Myocardial samples were snap frozen in liquid nitrogen. Areas of
fibrosis visible on gross inspection were excluded from the
collected myocardial samples. Samples were from Brigham and Women's
Hospital (Boston, Mass.) and Georg August University (Gottingen,
Germany), and collected under protocols approved by the respective
Institutional Review Boards.
miRNA Measurement
[0118] RNA was isolated from myocardial samples by homogenization
in Trizol (Invitrogen, Carlsbad, Calif.). miRNA profiling was
performed using a high-throughput platform based on hybridization
to optically addressed beads, as previously described (Lu J, Getz
G, et al., Nature 435: 834-838, 2005). Quantitative reverse
transcription PCR (qRTPCR) was performed on an ABI7300 Real-Time
PCR System using Sybr Green chemistry and commercial primers
(Applied Biosystems, Foster City, Calif.).

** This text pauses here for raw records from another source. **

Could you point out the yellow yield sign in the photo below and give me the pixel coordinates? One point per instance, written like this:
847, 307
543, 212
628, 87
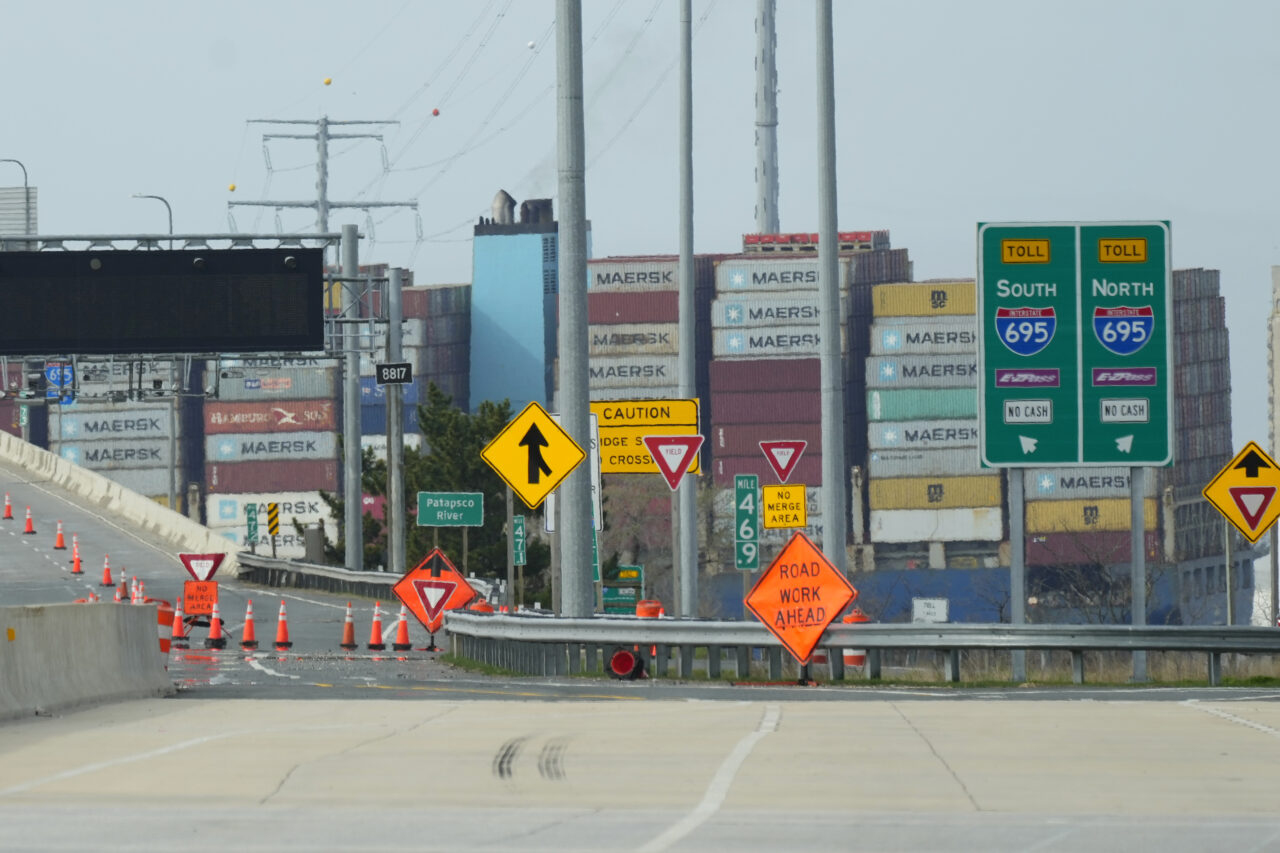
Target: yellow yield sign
1244, 492
533, 454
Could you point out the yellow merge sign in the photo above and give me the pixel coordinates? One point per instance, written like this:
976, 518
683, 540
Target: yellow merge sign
785, 506
533, 454
1244, 492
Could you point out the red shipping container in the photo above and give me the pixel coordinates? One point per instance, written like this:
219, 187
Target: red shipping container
286, 475
808, 470
270, 416
744, 439
766, 374
772, 407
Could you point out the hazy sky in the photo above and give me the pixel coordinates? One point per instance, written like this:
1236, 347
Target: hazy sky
949, 113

Bioinformatics and Statistical Analysis
[0119] Expression threshold was set at average signal intensity
detected in samples without input miRNA. miRNA expression data by
bead-based assay was normalized by the locally weighted smooth
spline (LOWESS) method on log-scaled raw data (Venables W N, Ripley
B D. Modern applied statistics with S. 2002). After normalization,
all expression values were transformed to linear scale for
statistical comparisons. The miRNA expression heat map was
constructed by unsupervised hierarchical clustering of miRNAs.
[0120] Oneway Analysis of Variance (ANOVA) with Dunnett's post hoc
test was performed for signal intensity of each miRNA. We used
Significance Analysis of Microarray software (Tusher V G,
Tibshirani R, et al., Proc Natl Acad Sci USA 98: 5116-5121, 2001)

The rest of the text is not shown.